Стиль письма мне понравился. Было ясно, что автор чувствует слово и дружит с юмором. Я даже раз улыбнулся и два раза хохотнул. Хотел письмо удалить, но передумал.
А зря!
Проснулся я от телефонного звонка (на будильнике — половина восьмого). Какого черта?!
— Ты сегодняшний номер газеты читал? — услышал я гробовой голос редактора.
— Читал. Еще вчера. А что?
— «Когда-нибудь мне это все надоест, и я уйду из мэров в сумасшедшие. Мне надоест мир дешевой лжи и дорогого обмана. Мир чистых слов и грязных помыслов. Мир умных, но бедных, мир глупых, но при должностях…» — Здесь голос у редактора налился праведным гневом. — Будешь слушать дальше?
— Не надо, — сказал я, моментально вспоминая, где я вчера читал нечто подобное. — Но ведь в полосе этого не было, я ее лично просматривал!
— Сегодня я при тебе тоже кое-что посмотрю. А заодно и подпишу, — зловеще пообещал редактор. — Ровно в девять жду у себя. И без опозданий!
Он положил трубку. А я оделся ровно через сорок пять секунд и помчался на работу — в Дом печати.
Ехал я долго. Автобус кряхтел, намекая на близкое техобслуживание. Пассажиры царапали меня сумками и топтались по моим ногам. Однажды на перекрестке нас обогнала пожарная машина, и весь автобус ей позавидовал. А еще через два квартала дорогу нам преградил нищий на костылях.

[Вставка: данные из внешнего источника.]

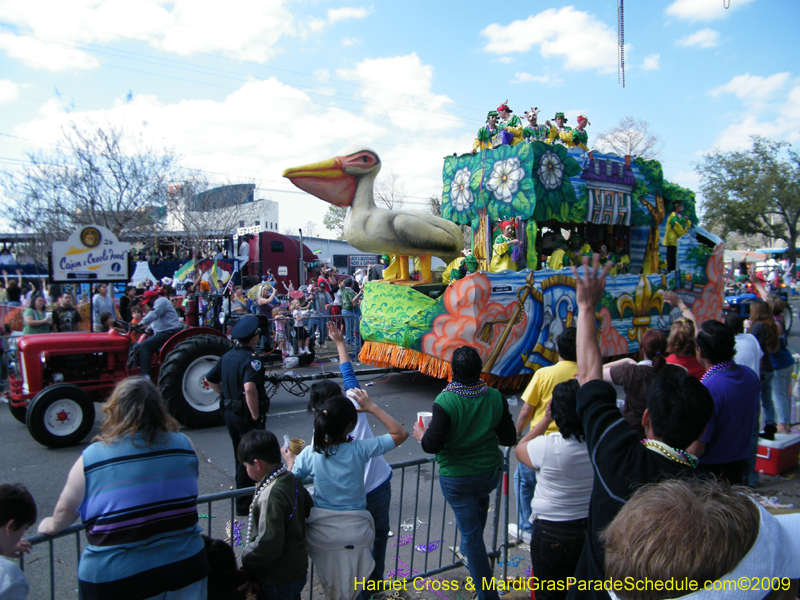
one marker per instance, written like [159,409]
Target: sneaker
[523,535]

— Так что скинемся, граждане, убогому на пропитание! — бодро сказал он, и попытался открыть костылем дверь автобуса. Не тут-то было. — Да вы что, в натуре? Червонца жалко?!
Нищий плюнул в сердцах и попал на капот. Пассажирам стало дурно. Водитель крикнул: «Попрошу в салоне не гадить!» и сердито надавил на газ.
К Дому печати я подъехал с тяжелым сердцем и неожиданно легким карманом. Наковыряв из швов мелочи, я кое-как расплатился с водителем и побежал в редакцию. У входа стояла корреспондентка Маша и собирала слезы на газетный лист.